The regime overlay improves the Kelly framework substantially. The posterior is already a probability that the regime favorable to the strategy is in effect. Multiplying the Kelly fraction by the posterior gives a regime-adjusted Kelly: f_adj = f_kelly × posterior. A strategy with a quarter-Kelly fraction of 1.5% in its favorable regime, taken at a 0.78 posterior, sizes at 1.5% × 0.78 = 1.17%. The discipline is to use this only as a sanity-check on the tier-based size; if Kelly disagrees with the tier by more than a factor of two in either direction, investigate the inputs before sizing.

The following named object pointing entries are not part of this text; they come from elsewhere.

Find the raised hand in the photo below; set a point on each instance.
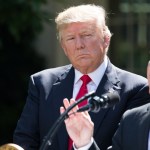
(79, 125)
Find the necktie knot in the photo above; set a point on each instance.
(86, 79)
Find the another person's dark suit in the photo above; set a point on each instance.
(134, 129)
(47, 90)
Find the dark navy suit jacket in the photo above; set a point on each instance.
(133, 132)
(48, 88)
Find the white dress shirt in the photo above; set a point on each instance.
(96, 77)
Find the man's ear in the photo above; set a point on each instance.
(106, 41)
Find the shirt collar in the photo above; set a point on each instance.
(96, 75)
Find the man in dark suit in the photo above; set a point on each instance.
(133, 132)
(85, 39)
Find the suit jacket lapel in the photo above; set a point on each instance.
(62, 89)
(108, 83)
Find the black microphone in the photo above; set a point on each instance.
(105, 101)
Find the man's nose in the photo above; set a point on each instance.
(79, 43)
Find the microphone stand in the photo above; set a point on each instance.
(48, 140)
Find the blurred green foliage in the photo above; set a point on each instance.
(20, 23)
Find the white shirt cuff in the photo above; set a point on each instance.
(86, 147)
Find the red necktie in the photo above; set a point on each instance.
(83, 90)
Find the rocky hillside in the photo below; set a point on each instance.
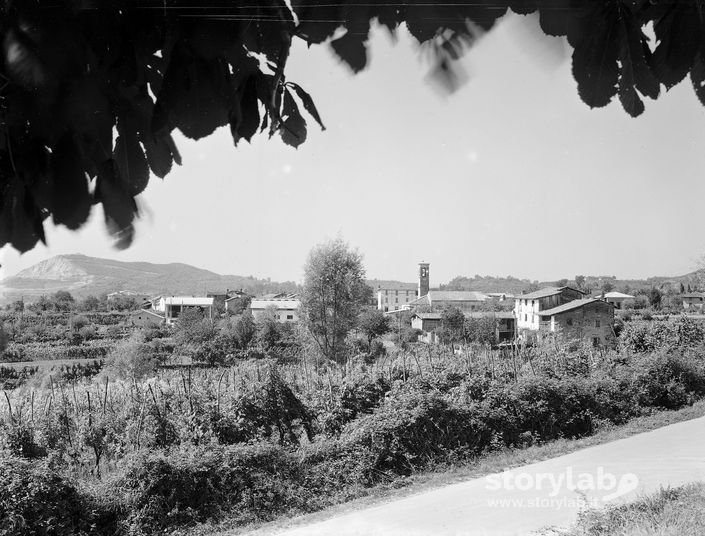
(82, 275)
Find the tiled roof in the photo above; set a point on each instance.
(277, 303)
(189, 300)
(575, 304)
(456, 295)
(429, 316)
(617, 295)
(544, 293)
(490, 314)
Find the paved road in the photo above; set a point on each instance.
(535, 496)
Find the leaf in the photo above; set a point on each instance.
(193, 96)
(697, 77)
(351, 49)
(595, 59)
(679, 34)
(308, 103)
(69, 195)
(119, 206)
(131, 162)
(244, 119)
(293, 129)
(635, 70)
(158, 154)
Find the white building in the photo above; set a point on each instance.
(172, 306)
(284, 307)
(618, 299)
(528, 306)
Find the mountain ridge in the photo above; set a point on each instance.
(83, 275)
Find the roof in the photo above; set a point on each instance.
(617, 295)
(395, 286)
(456, 295)
(149, 312)
(575, 304)
(491, 314)
(189, 300)
(278, 303)
(428, 316)
(545, 293)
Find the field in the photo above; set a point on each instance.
(172, 449)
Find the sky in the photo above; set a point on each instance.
(510, 175)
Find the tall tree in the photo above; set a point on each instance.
(76, 71)
(373, 323)
(334, 292)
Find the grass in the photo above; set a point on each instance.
(669, 512)
(483, 465)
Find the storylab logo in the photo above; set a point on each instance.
(565, 489)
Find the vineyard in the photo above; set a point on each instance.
(270, 437)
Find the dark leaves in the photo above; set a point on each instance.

The framing matters. Kelly is a continuous instrument in a discrete-tier framework. The two should converge in steady-state regimes (Bull at 0.89 should produce a tier size and a Kelly size within 20% of each other). Divergence between the two is a signal that either the tier is wrong (regime is not what the posterior says) or the strategy edge inputs are wrong (the per-trade win/loss has shifted). Either way, it is a journal investigation, not a sizing override.

Learning Check
Regime is Bull at 0.89 posterior. Your strategy’s quarter-Kelly in favorable regime is 1.2%. Tier size is 1.0%. Posterior-weighted size is 0.89%. Kelly says 1.07%. Two of three are below the tier. Which do you use?
Use the smaller of the regime-tier and the posterior-weighted size, which here is 0.89%. The tier is the ceiling, and the posterior-weighted size is the within-tier discipline. Kelly is a corroboration check; it is within 20% of the tier-based answer (1.07% vs 0.89%), so the framework is internally consistent and you size at the discipline number. If Kelly were 0.4% — meaningfully below — the divergence would be the prompt to investigate whether the strategy inputs are deteriorating before taking the trade. If Kelly were 2.4% — meaningfully above — that is the moment to suspect overfitting on the edge inputs and stay at the tier number anyway.

5.5.6Common Mistakes

  • Sizing by ticker conviction without checking the regime ceiling. The ceiling is non-negotiable; ticker conviction is within-ceiling.
  • Reading the regime label without checking posterior confidence. A 0.62 Bull posterior is not a Bull-tier sizing situation; it is Neutral-tier.
  • Ignoring max gross heat. Per-trade sizing alone does not bound correlated drawdowns.
  • Not posterior-weighting within a tier. A 0.91 Bull and a 0.77 Bull are different sizing situations even at the same tier.
  • Treating Kelly as the answer rather than a corroboration check. Kelly works in known-edge worlds; trading is not one.
  • Sizing down only after a loss. The regime sizing should adjust on the regime, not on yesterday’s P&L.

Key Takeaways

  • Regime sets the ceiling on per-trade and gross risk. Conviction allocates within the ceiling.
  • The three sizing tiers (1%, 0.5%, 0.25%) and gross heat caps (5%, 2.5%, 1%) anchor the framework.
  • Effective risk equals tier risk times posterior confidence. Smooth scaling beats cliff transitions.
  • Maximum gross heat limits worst-case correlated draws to recoverable percentages.
  • Kelly multiplied by posterior gives a continuous corroboration check on the tier-based size.
  • Tier disagreements with Kelly are a journal investigation, not a sizing override.